Day one, or dressage, is like ballet for horses, or yoga for horses, in that it requires of the horse strength, relaxation and flexibility. Dressage demonstrates the quality of the horse’s gaits, his suppleness and fluidity of movement, as well as his obedience and accuracy. In that the horse and rider must complete a series of movements in a test from memory, it can also be compared to the compulsory figures in ice skating. It is, to my mind, the most difficult of the three phrases, as well as the only subjective element of the sport, because the quality of each test is judged by a human being, who awards marks on the above criteria that are then subtracted from an overall score, based on the unattainable: perfection. The lowest score wins the Kewpie doll.

Day two, or endurance, is considered the heart of eventing, and is the most exciting of the three days. It involves four phases within itself, all over varied terrain. Phase A, or roads and tracks, requires a set time span and pattern of trotting; Phase B, or steeplechase; Phase C, more roads and tracks and more trotting; and finally Phase D, cross country, where the horse and rider team must run and jump up to thirty immovable obstacles. The pair is judged on the horse’s willingness to jump the jumps the first time, penalized if not, as well as on time. A horse trial leading up to a three-day has only the last phase of endurance, cross country, without steeplechase and roads and tracks. Cross-country jumping efforts involve ditches, banks, water, tables, pheasant feeders, narrow fences, fences in combination with other fences, and all kinds of spooky versions of wide fences, or oxers, and vertical fences, all meant to test a horse’s boldness and jumping ability. Because the horse runs by himself when he goes cross country, and because he is by nature a pack animal, running and jumping solo over such impressive, stubborn obstacles stacks the deck and requires bravery with a capital B.

My sport is in the process of changing as I write this. There are many supporters of a modified format for the three-day event that eliminates the roads and tracks and steeplechase aspects of the sport, in order to save the horse as well as money. Contenders, however, feel that subtracting the endurance phase detracts from one of the principal characteristics of a true event horse: his fitness and conditioning. The jury is still out on the sport’s design in the future. Increasingly, as well as in these pages, we see a modified endurance phase without roads and tracks and steeplechase, although there are hangers-on of the traditional three-day event, usually at the lower levels.

Day three, or show jumping, takes place within the confines of a ring, and offers the traditional oxers and verticals with poles that will fall if hit, and that are often set in combination with other jumps at fixed distances.

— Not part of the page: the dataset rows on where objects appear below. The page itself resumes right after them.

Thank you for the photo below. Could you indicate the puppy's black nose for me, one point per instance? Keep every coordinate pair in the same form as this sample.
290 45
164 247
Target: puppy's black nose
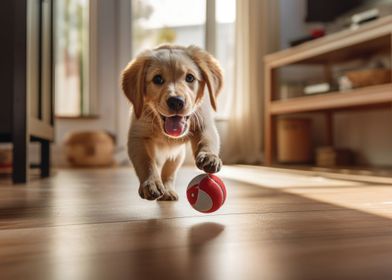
175 103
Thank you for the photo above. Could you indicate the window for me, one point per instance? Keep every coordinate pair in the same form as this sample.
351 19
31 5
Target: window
72 75
184 22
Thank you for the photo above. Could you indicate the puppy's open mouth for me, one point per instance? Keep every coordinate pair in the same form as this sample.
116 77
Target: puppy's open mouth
175 126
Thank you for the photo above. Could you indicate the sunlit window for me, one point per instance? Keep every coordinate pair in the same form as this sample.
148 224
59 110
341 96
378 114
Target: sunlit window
183 22
72 59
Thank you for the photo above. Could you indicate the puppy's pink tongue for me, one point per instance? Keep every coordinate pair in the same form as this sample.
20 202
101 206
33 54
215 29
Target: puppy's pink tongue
175 126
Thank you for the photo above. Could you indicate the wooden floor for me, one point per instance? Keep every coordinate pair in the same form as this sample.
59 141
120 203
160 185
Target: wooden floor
83 224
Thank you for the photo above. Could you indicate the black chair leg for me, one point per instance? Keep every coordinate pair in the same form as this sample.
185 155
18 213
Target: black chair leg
20 160
45 158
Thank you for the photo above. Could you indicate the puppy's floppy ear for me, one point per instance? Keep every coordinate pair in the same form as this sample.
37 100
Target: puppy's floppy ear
210 70
133 82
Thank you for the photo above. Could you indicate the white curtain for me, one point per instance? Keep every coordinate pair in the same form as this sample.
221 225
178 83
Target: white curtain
257 33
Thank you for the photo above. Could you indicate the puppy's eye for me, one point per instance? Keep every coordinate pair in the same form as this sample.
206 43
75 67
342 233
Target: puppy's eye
158 80
189 78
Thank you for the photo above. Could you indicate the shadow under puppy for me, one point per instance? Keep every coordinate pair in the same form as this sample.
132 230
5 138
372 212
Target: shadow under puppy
166 86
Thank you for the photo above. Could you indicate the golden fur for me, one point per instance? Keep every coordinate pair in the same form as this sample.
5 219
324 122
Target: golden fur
156 156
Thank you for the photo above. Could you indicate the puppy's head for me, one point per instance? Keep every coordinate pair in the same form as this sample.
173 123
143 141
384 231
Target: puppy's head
170 82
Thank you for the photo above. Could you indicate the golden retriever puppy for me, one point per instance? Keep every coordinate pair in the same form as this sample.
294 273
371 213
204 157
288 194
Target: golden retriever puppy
166 87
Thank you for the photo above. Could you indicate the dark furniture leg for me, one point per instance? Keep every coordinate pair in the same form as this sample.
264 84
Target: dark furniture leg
45 158
20 105
20 158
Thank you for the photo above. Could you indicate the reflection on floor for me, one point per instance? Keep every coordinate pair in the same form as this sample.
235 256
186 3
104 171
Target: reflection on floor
91 224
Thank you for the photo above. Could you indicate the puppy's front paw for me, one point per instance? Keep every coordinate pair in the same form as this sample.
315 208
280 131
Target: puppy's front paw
151 189
169 195
208 162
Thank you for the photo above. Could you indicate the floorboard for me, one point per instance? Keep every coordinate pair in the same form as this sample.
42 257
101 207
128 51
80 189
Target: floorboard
91 224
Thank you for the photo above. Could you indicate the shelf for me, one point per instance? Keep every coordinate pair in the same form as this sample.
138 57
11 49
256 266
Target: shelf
370 38
380 94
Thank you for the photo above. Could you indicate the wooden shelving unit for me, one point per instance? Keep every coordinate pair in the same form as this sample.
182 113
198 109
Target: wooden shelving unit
367 40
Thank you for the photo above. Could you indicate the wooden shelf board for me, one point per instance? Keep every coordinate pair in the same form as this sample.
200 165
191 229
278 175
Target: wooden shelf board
335 100
374 34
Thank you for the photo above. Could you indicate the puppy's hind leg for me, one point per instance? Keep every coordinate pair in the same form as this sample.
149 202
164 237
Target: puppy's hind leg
168 175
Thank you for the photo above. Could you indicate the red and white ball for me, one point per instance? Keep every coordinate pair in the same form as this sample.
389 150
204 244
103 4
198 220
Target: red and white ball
206 193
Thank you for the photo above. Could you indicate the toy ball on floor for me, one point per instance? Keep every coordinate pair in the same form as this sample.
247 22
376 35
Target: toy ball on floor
206 193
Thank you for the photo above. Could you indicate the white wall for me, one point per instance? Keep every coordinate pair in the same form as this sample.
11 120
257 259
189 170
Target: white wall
368 133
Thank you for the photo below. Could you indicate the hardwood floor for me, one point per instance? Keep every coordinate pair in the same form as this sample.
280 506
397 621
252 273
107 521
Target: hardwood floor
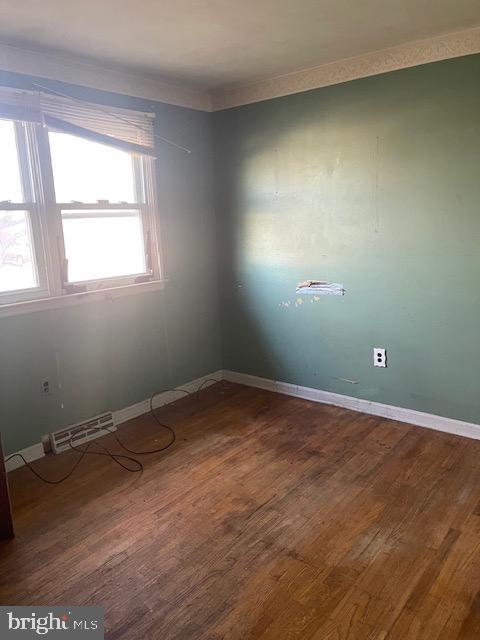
271 518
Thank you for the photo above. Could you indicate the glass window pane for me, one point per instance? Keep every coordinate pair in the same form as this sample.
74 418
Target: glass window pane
86 171
17 264
105 246
10 183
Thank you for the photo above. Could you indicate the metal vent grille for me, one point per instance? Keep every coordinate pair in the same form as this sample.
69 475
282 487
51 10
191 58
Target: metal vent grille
82 432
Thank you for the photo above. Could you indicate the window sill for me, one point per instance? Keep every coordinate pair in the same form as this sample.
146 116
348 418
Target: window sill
73 299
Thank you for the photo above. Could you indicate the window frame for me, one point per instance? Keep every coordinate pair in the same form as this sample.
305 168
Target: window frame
45 218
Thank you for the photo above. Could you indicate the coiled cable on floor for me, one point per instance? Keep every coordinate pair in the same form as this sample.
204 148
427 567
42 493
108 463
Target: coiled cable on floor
118 458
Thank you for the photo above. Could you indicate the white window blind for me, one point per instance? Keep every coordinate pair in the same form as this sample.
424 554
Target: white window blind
123 125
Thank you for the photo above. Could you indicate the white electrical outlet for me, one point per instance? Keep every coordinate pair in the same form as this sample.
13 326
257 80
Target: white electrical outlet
379 357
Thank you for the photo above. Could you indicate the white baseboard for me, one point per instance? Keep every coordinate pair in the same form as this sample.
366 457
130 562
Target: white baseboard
418 418
29 453
36 451
165 397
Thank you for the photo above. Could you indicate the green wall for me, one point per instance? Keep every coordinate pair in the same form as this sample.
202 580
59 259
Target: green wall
375 184
108 355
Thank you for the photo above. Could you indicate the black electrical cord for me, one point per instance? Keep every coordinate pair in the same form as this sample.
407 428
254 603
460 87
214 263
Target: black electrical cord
116 457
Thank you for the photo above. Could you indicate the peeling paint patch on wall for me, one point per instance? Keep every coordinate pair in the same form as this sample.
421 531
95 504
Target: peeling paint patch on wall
320 288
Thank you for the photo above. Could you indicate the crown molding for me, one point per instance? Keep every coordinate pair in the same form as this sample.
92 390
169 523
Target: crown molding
88 74
411 54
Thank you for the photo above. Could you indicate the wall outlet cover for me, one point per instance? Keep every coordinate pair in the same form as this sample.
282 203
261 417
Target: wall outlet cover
379 357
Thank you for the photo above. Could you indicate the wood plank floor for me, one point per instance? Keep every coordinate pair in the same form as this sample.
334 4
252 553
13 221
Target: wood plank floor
271 518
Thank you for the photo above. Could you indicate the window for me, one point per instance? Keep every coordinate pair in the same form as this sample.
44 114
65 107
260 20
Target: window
76 214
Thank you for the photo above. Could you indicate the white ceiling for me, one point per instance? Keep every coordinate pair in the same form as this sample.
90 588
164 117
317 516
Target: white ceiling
221 43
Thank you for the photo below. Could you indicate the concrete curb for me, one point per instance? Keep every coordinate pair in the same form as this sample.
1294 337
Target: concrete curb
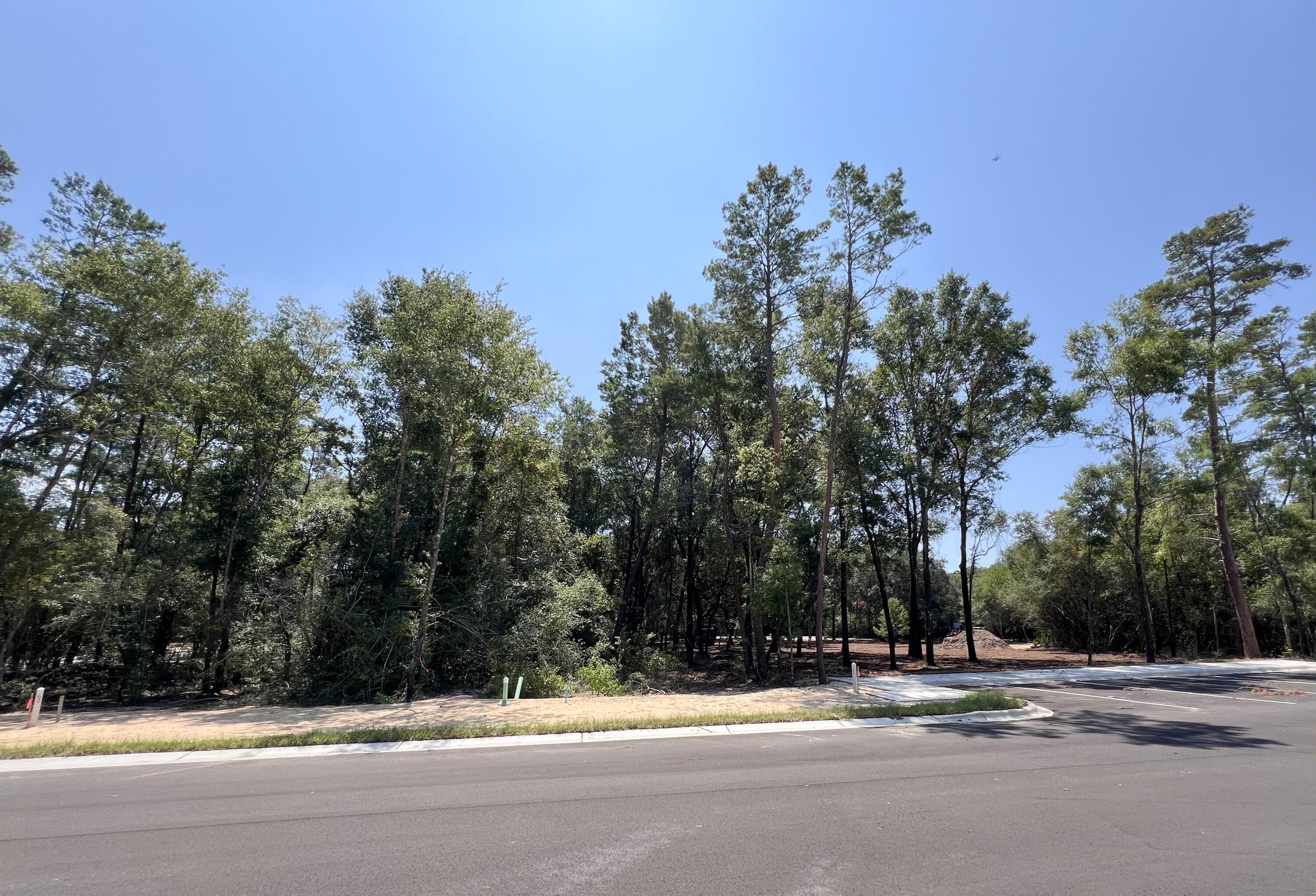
112 761
1118 673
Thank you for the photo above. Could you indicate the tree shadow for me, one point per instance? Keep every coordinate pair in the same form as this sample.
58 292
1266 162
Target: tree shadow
1128 728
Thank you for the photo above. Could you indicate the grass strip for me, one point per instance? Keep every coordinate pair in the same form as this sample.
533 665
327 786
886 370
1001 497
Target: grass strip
974 702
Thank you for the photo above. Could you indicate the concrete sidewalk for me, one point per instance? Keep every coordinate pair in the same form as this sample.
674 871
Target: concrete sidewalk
1119 673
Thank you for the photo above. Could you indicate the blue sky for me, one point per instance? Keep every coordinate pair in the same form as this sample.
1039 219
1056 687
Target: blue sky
581 153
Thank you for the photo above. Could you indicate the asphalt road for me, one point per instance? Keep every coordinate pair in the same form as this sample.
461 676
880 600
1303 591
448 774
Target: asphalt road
1198 787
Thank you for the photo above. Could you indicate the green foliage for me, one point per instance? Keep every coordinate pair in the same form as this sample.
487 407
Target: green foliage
601 677
199 498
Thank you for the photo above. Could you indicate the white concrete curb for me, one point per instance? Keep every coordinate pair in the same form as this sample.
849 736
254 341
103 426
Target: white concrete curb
53 764
1118 673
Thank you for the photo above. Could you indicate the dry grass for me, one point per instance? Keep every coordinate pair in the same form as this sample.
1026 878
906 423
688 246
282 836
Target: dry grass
976 702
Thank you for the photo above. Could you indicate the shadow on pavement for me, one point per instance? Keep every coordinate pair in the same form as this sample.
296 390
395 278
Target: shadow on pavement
1127 728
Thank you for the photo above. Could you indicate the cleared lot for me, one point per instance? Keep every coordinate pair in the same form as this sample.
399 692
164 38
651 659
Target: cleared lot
1123 790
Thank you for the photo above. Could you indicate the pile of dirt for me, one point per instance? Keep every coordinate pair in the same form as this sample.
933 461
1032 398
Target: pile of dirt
983 640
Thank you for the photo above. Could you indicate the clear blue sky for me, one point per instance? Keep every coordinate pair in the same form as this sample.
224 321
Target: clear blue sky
581 153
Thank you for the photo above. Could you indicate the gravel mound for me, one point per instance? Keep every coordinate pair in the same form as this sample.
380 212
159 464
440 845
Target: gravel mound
983 640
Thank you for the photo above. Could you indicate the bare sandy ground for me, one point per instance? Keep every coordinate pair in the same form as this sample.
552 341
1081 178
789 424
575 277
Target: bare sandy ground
239 721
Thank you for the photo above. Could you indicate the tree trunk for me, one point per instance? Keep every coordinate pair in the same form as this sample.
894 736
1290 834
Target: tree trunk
1224 540
395 519
927 578
837 394
912 545
964 569
845 620
1169 606
423 624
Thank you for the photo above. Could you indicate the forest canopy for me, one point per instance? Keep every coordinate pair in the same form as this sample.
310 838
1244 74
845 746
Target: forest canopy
401 496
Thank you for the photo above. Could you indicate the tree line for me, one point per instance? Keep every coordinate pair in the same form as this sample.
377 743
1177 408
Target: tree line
200 498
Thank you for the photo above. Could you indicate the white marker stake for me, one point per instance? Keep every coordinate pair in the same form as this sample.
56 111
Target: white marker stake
35 715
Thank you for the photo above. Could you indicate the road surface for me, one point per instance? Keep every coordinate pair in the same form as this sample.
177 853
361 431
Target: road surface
1153 787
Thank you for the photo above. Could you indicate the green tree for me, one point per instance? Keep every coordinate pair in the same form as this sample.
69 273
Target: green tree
1214 274
768 261
1005 400
1130 362
873 229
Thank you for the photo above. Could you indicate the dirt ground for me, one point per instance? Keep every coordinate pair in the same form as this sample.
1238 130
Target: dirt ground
726 669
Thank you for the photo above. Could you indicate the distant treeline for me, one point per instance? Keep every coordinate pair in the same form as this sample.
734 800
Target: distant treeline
200 498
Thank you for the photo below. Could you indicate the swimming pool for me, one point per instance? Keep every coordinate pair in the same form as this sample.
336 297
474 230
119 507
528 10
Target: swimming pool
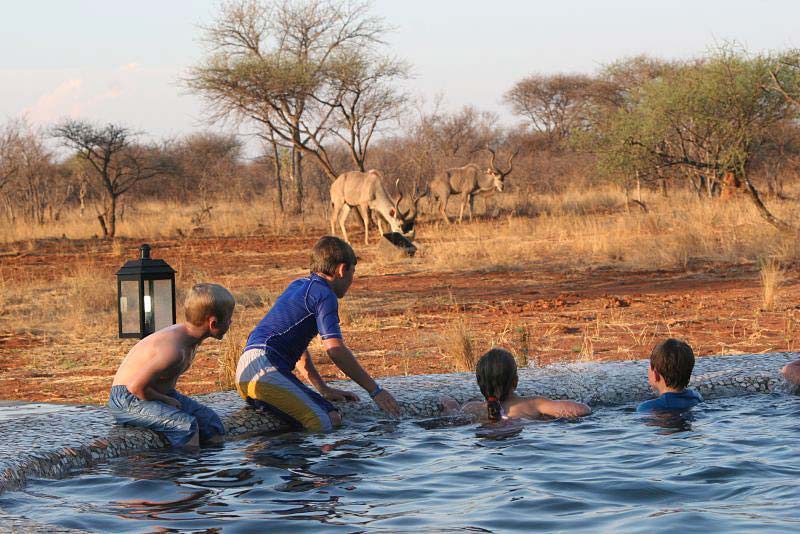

Show jumping tests a horse’s athleticism, obedience and accuracy over fences. It is judged on whether or not the rails stay up, as well as on time.

In order to be a successful eventer, the horse has to be versatile at all three phases; he must be fluid and brave and fast, obedient and accurate. It is hard to train a horse to be a superior athlete in all three phases. As hard, if not harder, to train a woman who never competed in a competitive sport until she was in her mid-life. My hope is that this book is not just about the sport of eventing, or for people who love horses, although it is certainly largely for them, but also for all those who’ve taken up some endeavor with a passion, then committed themselves to becoming the best they could be at it, in the face of many obstacles, real and imagined, tangible and not.

I’m a poet by first trade, and so it makes a kind of sense that I start this chronicle at the end of a year and not at the beginning, cockeyed as poets tend to be. I’m also a bit of a workaholic and like to set impossible tasks for myself, and so decide to begin this project as we enter the Christmas season, a demanding time for everyone, but especially for horse people who are also parents. Life on the farm goes on, no matter what.